Há também um efeito sobre o próprio mercado. Instituições que atuavam com práticas agressivas de venda passam a operar sob regras mais rígidas de identificação e autorização. A oferta legítima permanece disponível, mas dentro de um ambiente que privilegia a transparência e o registro de cada etapa da relação de crédito. Empresas que não se ajustarem a esse padrão ficam expostas a questionamentos e à anulação dos contratos firmados de forma irregular.
Para o segurado que identificar um desconto indevido no benefício, permanecem disponíveis os mecanismos de contestação junto aos canais oficiais, com pedido de esclarecimento sobre a origem da operação e, quando cabível, de suspensão e devolução de valores. O registro claro da contratação facilita a apuração de responsabilidade em caso de irregularidade.
Ainda que as regras reforcem a proteção, a atenção do próprio beneficiário continua sendo decisiva. Desconfiar de ofertas fáceis, não fornecer dados pessoais a desconhecidos e acompanhar periodicamente os descontos aplicados ao benefício são cuidados que se somam às novas exigências e ajudam a preservar a integridade da renda mensal.
A vedação a telefone, aplicativos de mensagens e procuração de terceiros representa uma inflexão na forma de contratar crédito consignado no país. O modelo anterior, marcado pela informalidade e pela delegação ampla, cede lugar a um sistema centrado na autorização pessoal, na verificação de identidade e na rastreabilidade dos contratos, com foco declarado na proteção do aposentado e do pensionista.
Perguntas Frequentes
Ainda é possível contratar empréstimo consignado depois das novas regras?
Sim. A contratação continua permitida, mas deve ocorrer por canais que confirmem a identidade do titular do benefício, como os aplicativos e sites oficiais de autoatendimento e o atendimento presencial em instituições autorizadas. O que muda é a proibição de fechar o contrato por telefone, por aplicativos de mensagens ou por meio de procuração passada a terceiros.
O que fazer diante de uma oferta de consignado por ligação ou mensagem?
A recomendação é não fornecer dados pessoais nem autorizar qualquer operação nesses canais, já que a oferta e a formalização por telefone e por aplicativos de mensagens passaram a ser vedadas.

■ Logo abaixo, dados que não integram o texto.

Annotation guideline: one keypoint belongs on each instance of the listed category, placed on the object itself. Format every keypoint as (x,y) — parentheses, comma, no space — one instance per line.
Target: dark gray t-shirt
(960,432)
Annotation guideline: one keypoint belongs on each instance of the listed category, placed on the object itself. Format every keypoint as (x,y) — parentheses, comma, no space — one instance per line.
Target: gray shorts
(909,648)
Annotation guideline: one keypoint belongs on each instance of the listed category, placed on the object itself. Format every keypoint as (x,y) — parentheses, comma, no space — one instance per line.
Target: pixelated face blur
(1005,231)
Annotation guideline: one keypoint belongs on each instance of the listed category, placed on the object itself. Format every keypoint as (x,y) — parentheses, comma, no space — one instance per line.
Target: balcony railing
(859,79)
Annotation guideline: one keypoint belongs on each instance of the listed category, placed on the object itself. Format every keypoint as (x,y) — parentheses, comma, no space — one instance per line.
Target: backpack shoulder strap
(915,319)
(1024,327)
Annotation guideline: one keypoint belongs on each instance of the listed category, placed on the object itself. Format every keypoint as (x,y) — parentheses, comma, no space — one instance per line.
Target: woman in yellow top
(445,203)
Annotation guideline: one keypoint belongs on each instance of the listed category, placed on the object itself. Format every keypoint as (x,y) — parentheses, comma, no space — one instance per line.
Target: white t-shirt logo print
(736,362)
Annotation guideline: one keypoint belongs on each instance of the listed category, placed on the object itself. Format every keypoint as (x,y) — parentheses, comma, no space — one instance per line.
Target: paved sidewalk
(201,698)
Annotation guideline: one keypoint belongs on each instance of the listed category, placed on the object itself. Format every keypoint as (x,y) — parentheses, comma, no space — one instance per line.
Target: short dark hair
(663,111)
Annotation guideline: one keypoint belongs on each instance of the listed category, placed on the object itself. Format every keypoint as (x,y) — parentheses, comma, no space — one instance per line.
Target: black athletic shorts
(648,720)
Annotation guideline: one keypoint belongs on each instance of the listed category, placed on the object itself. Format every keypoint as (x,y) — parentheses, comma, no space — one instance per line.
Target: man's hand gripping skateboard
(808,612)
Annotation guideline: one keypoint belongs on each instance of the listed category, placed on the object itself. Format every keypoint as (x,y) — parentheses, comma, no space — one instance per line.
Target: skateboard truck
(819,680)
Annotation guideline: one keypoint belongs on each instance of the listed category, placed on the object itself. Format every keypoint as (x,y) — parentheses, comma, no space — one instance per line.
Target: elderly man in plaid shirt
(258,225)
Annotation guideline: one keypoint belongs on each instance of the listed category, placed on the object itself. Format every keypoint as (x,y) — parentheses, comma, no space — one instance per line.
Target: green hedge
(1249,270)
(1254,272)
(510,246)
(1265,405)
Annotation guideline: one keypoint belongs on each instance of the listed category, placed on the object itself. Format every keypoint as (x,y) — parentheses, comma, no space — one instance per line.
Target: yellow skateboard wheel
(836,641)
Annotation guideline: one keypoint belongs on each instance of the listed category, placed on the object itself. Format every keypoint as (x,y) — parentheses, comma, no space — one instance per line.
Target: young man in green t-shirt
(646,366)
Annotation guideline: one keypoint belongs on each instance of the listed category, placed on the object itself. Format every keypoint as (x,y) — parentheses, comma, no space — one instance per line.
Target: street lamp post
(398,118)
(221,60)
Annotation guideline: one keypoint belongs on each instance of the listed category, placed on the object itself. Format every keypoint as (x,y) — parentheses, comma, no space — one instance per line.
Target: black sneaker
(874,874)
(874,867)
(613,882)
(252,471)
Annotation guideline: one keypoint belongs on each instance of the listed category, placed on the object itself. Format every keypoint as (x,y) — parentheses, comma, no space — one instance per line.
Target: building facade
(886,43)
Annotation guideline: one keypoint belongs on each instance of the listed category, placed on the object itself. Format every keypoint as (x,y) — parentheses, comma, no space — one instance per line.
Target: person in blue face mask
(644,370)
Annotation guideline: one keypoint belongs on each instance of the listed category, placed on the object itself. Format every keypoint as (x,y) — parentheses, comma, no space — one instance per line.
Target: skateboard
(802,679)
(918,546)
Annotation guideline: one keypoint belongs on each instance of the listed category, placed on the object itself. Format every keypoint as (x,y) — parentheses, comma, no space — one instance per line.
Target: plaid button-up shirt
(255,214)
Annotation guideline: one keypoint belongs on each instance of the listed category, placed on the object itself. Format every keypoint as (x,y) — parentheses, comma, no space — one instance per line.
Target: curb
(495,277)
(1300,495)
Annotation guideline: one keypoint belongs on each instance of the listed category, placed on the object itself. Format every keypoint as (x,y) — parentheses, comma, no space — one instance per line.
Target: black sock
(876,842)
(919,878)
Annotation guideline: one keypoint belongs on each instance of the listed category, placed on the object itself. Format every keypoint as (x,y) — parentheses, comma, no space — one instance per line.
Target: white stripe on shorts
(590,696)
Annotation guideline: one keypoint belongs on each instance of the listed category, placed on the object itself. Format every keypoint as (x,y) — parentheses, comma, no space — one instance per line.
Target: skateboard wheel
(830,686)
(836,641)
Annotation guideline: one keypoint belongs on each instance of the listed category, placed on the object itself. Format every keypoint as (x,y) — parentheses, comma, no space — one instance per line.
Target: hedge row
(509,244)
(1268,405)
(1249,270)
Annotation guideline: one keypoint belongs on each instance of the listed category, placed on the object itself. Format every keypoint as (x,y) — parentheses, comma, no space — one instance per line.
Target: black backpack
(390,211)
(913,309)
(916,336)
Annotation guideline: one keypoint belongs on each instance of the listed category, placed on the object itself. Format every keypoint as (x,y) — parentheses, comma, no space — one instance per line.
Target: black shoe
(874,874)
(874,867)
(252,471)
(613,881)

Ofertas feitas por essas vias devem ser tratadas como suspeitas, e a contratação, quando desejada, precisa ser iniciada diretamente pelo próprio beneficiário nos canais reconhecidos.
Como identificar e contestar um desconto que não foi autorizado?
O segurado deve acompanhar regularmente os descontos aplicados ao benefício e, ao verificar cobrança que não reconhece, buscar os canais oficiais para pedir esclarecimento sobre a origem da operação. Havendo indício de contratação sem consentimento, é possível solicitar a apuração, a suspensão do desconto e a devolução dos valores, além de reunir provas que demonstrem a ausência de autorização pessoal.